11.Bölüm: "SALINCAK"

3.6K 161 35
                                    

Beni motive eden tek şey eğer yaparsanız yorumlarınız ve oylarınız. Beni yazmamda sadece bunlar motive ediyor. O yüzden oy vermeyi ve yorum yapmayı lütfenn unutmayın.
İyi okumalar. Umarım beğenirsiniz.

-

Bir insanı kötü yapan şey nedir?
Yalan söylemesi, zorbalık yapması, birilerine zarar vermesi ya da kıskanç olması mı?

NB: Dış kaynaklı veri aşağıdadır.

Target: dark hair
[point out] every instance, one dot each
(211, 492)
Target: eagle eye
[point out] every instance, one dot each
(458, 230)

Uzun süredir kötü mü yoksa iyi bir insan mı olup olmadığımı sorguluyordum. Mesela birisi bana şu an hayatta olmayan ebeveynlerimi sorsaydı, hiç süphesiz iyi birer insan olduklarını söyleyebilirdim. Hiçbir şey de bu söylediğimin tam tersini kanıtlayacak bir şey öne süremezdi.

İyi birer insandılar. Yalan söylemez, bana her daim destek olur ve bir an olsun bana kötü hissettirecek bir şey yapmazlardı. Ebeveynler insana tamamen bir şanstı ve benim şansım bu konuda yaver gitmişti. Yalnızca bu konuda.

Ben nasıl bir ebeveyn, daha doğrusu insandım? Birinin evinde gizlice bir şeyler aramak beni kötü yapar mıydı?
Ya da ona ihanet ederek bana anlatılanı bir üçüncü kişiye anlatmak?

Hangi ara yalan söylemek bu kadar kolay gelmeye başlamıştı diye düşündüm. Aradan geçen bunca zaman yalnızca bunu düşündüm belki de...

Anaokulunda oldukça sevimli ve göz önünde olan küçük bir kızdım. Güzeldim ve usluydum. Aynı zamanda annem ve babam da bir akademisyen olduğundan öğretmenim bana saygı duyardı.
İlkokulda da bu devam etmişti. Derslerimi dinliyor, aynı zamanda bir sürü arkadaşa sahip oluyordum.

Birkaç erkek çocuğu ise peşimde dolanmaya başlamıştı. Bu ortaokulda ve lisede de devam etmişti. Derslerim iyiydi ama ilkokula göre daha bir tık daha gerideydi ders notlarım. Peşimde dolanan erkeklerin sayısı artmıştı, bununla birlikte derslere olan ilgim azalmaya başlamıştı.

Her ne kadar göz önünde ve popüler olsam da okul arkadaşlarıma ve öğretmenlerime olan saygımı hiçbir zaman kaybetmemiştim. Hep doğruyu söyler, istenileni yerine getirirdim. Emindim ki benim yalan söyleyeceğimi asla düşünmezlerdi. Yanlış bir harekette bulunacağımı, insanlara zarar vereceğimi...

Mükemmel bir aile, arkadaş ve ders notlarına sahiptim. Daha sonra araya iyi bir sevgili de dahil olmuştu. Şimdi düşününce, kötü bir insan olmamı gerektirecek hiçbir şeyle karşılaşmadığım içindi tüm bunlar.

Ne yapacaktım? Bana kusursuz yaklaşan ebeveynlerimin bana kötü davrandığını öne sürüp evden mi kaçacaktım? Ya da saçımın teline dokunmaya kıyamayan sevgilimden muzdarip bir halde kıskançlıkla başka çiftlere mi musallat olacaktım?

Benim öncesinde iyi bir insan olmam bir tercihten öte, bir gereklilikti de. Çünkü kötü olan insandan çok şartlardı.
Nereden mi biliyordum? Çünkü şartlar değişmişti.

Ben o yatağa girdiğimde şartlar beni okulun sevimli ve nazik kızı olmaktan çıkarmıştı mesela. Hiç tanımadığı bir adamla yatan o kız, değişmişti. Kötülük eğer bulaşıcıysa da William bana bunu o gece bulaştırmış olmalıydı.

İyi bir arkadaştım. Çünkü hiç bir arkadaşım tarafından kandırılmamıştım. Hiç zorbalık yaşamadığım için de zorbalık yapmamıştım belki de?

Şimdi iyi olan ben mi oluyordum, yoksa şartlar mı?
O zaman bu odayı karıştırmamı gerekli kılan şartlardı kötü olan, ben değildim.

Minicik bebeğiyle gece yarısına kadar podyumda provalara katılan kadın için şartlar ağırlaşmaya başlamıştı. Keza başıma yaslanan silahla da şartlar, beni bir uçurumun kıyısına sürüklemişti. En ağırı da buydu.